For one day, Ankara airport recalled the heyday of the Glienicker Brücke, the famous “spy bridge” between Berlin and Potsdam, where prisoners were exchanged between the East and the West during the Cold War.
On Thursday, August 1, 24 people imprisoned in seven different countries – the US, Germany, Poland, Slovenia, Norway, Russia and Belarus – as well as two minors accompanying their parents, transited through the Turkish capital’s airport as part of the largest-ever prisoner exchange since the fall of the Soviet empire in 1991. They were welcomed home at the highest level, on both sides.

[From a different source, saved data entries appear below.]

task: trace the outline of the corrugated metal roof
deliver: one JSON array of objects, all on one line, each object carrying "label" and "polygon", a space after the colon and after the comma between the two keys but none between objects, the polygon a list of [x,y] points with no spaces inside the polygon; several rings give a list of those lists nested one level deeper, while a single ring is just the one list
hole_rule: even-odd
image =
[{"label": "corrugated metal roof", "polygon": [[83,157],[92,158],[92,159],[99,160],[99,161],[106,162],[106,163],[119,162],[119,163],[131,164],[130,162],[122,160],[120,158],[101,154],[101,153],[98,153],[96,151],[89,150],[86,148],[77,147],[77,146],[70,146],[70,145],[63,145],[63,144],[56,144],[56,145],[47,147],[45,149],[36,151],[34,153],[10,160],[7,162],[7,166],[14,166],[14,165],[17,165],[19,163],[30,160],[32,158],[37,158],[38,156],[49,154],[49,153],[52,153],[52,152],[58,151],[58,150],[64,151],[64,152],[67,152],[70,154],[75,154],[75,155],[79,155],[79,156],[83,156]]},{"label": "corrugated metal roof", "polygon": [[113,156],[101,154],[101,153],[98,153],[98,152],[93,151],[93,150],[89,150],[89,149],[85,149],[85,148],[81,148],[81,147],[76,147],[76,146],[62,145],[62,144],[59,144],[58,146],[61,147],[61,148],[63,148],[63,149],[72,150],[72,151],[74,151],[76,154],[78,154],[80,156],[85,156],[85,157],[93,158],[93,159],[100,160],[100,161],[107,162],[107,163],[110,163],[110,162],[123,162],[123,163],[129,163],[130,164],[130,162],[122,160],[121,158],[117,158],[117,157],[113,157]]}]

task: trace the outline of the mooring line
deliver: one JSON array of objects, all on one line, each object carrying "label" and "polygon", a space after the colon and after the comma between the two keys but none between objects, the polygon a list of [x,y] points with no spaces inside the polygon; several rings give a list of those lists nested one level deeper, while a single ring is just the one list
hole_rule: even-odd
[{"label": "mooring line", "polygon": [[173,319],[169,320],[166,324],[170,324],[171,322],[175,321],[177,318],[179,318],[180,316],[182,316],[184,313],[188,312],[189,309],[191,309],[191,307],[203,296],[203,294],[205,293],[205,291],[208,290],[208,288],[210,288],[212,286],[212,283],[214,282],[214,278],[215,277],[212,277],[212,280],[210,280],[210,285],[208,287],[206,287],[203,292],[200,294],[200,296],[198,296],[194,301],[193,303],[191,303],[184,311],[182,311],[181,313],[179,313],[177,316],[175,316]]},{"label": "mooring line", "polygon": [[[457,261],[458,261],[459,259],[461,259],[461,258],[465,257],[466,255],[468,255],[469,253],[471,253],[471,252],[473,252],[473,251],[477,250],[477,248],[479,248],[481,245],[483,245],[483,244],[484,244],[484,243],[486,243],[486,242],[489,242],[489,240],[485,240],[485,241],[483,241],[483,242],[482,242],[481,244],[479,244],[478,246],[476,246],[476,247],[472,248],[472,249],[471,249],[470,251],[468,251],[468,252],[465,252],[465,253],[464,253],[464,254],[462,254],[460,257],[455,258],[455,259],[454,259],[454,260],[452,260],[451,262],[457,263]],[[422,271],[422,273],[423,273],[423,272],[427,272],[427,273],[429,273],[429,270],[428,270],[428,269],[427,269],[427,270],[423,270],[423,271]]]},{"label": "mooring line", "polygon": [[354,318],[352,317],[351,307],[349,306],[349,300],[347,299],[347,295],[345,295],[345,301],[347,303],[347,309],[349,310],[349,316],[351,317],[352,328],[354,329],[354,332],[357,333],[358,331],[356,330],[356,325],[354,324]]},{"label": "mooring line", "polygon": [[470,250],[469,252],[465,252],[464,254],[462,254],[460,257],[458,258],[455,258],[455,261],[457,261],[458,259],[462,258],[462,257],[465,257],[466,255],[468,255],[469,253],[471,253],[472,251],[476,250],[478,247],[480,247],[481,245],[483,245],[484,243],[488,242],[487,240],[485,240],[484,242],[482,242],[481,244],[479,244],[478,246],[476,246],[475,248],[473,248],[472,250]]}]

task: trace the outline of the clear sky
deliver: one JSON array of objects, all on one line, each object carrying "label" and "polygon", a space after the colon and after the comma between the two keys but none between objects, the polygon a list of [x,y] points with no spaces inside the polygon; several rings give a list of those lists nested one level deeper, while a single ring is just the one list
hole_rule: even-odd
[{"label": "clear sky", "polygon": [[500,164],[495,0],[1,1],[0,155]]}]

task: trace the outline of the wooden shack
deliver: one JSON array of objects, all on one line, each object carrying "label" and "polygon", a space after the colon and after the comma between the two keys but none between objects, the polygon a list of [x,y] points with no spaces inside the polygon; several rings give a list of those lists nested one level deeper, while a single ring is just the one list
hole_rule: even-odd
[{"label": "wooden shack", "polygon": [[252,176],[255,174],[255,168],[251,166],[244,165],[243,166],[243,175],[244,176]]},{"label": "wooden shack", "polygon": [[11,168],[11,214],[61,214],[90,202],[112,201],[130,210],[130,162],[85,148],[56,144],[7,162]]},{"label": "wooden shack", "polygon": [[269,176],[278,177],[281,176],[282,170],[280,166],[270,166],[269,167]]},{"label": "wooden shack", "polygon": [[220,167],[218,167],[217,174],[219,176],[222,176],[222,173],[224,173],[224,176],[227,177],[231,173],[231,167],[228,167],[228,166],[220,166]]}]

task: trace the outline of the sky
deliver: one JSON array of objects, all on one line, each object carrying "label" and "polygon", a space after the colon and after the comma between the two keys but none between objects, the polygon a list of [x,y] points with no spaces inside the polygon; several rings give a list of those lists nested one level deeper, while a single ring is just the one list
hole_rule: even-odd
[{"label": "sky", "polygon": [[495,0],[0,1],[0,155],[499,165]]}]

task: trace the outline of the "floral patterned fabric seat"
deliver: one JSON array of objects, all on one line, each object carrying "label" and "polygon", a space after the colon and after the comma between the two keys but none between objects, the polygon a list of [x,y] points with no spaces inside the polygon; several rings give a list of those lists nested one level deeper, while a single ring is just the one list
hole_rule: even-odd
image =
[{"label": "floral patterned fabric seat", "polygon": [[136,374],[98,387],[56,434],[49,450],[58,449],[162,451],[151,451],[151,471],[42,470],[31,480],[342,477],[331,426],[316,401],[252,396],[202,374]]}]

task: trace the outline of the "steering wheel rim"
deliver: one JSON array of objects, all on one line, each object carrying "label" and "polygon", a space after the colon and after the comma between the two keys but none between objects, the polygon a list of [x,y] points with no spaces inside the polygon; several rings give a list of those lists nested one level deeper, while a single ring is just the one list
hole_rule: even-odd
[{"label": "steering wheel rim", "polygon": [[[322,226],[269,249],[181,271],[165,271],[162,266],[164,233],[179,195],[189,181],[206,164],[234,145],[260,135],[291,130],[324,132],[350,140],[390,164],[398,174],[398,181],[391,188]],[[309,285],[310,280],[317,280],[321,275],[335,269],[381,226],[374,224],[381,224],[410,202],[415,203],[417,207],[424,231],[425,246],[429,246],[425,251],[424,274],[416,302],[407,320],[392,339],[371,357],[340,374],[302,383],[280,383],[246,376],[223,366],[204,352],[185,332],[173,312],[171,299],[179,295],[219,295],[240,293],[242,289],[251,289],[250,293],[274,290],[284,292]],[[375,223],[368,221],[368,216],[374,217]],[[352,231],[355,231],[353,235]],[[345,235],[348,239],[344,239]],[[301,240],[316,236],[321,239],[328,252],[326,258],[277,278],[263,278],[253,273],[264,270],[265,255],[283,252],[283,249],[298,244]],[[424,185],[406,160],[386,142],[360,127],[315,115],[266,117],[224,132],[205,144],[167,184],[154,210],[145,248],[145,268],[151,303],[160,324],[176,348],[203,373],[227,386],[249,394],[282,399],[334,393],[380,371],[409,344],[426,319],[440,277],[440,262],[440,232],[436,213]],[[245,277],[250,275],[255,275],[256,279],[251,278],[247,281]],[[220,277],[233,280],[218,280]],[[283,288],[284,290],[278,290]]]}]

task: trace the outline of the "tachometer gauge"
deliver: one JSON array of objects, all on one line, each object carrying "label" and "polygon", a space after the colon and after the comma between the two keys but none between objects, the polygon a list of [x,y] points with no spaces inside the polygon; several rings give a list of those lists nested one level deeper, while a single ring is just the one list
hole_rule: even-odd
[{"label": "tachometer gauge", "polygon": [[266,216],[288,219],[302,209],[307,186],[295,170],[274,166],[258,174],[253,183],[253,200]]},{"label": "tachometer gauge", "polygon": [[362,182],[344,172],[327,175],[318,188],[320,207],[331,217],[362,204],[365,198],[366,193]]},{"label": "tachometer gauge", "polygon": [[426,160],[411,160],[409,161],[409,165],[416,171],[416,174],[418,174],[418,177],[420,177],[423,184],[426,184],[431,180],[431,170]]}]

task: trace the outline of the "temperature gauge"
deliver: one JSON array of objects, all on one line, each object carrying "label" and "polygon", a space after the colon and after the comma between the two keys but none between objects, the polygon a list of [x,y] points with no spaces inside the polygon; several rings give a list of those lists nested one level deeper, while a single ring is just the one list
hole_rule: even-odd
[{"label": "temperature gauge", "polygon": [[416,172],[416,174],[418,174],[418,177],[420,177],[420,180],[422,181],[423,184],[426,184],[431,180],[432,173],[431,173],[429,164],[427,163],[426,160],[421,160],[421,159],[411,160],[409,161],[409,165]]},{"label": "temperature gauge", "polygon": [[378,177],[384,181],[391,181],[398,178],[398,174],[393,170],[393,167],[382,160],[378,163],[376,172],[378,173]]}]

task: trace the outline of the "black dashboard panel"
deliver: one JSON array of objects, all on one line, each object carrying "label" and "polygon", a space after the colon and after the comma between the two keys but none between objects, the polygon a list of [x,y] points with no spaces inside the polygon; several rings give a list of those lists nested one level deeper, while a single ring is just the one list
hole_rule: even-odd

At Andrews Military Base, near Washington, President Joe Biden and Vice President Kamala Harris, were waiting at the plane’s steps to welcome home the three Americans. At Moscow’s Vnukovo airport, Vladimir Putin, holding a huge bouquet, embraced the eight Russians as they returned to their homeland, watched by Russian cameras.
Sixteen of them had been detained in Russia and Belarus. Among them was American Evan Gershkovich, the Wall Street Journal‘s Moscow correspondent. Arrested in March 2023 in Yekaterinburg, he was the first Western journalist to be tried in Russia for espionage since the end of the Cold War. His sentencing to 16 years’ imprisonment after a speedy trial on July 19 clearly paved the way for a solution. Once tried, Gershkovich could now be exchanged by the Kremlin for Russian prisoners incarcerated in Western countries. On the eve of the verdict, Russian Foreign Minister Sergei Lavrov had himself confirmed that the issue was being discussed at senior levels between Moscow and Washington.
Those released by Russia also include American Paul Whelan, a former non-commissioned officer in the Marine Corps, held since December 2018, and American-Russian journalist Alsu Kurmasheva, in prison since October 2023, both accused of espionage. Putin opponents were also released from prison, including Vladimir Kara-Mourza, vice-president of the pro-democracy movement Open Russia; the co-chairman of the non-governmental organization Memorial, Oleg Orlov; the Moscow politician Ilya Yashin; former coordinators of Alexei Navalny’s movement, Lilia Chanysheva and Ksenia Fadeyeva; and artist Aleksandra Skochilenko, sentenced in 2023 to seven years imprisonment for putting up labels in a supermarket denouncing Russia’s invasion of Ukraine.
In return, Putin got what he wanted, starting with the release of Vadim Krasikov, a Russian agent sentenced to life in Germany in 2021 for murdering a former Chechen separatist in a Berlin park two years earlier. On several occasions, Krasikov’s case had been raised by the Russian president, who had said he was ready to trade this “patriot” for American prisoners.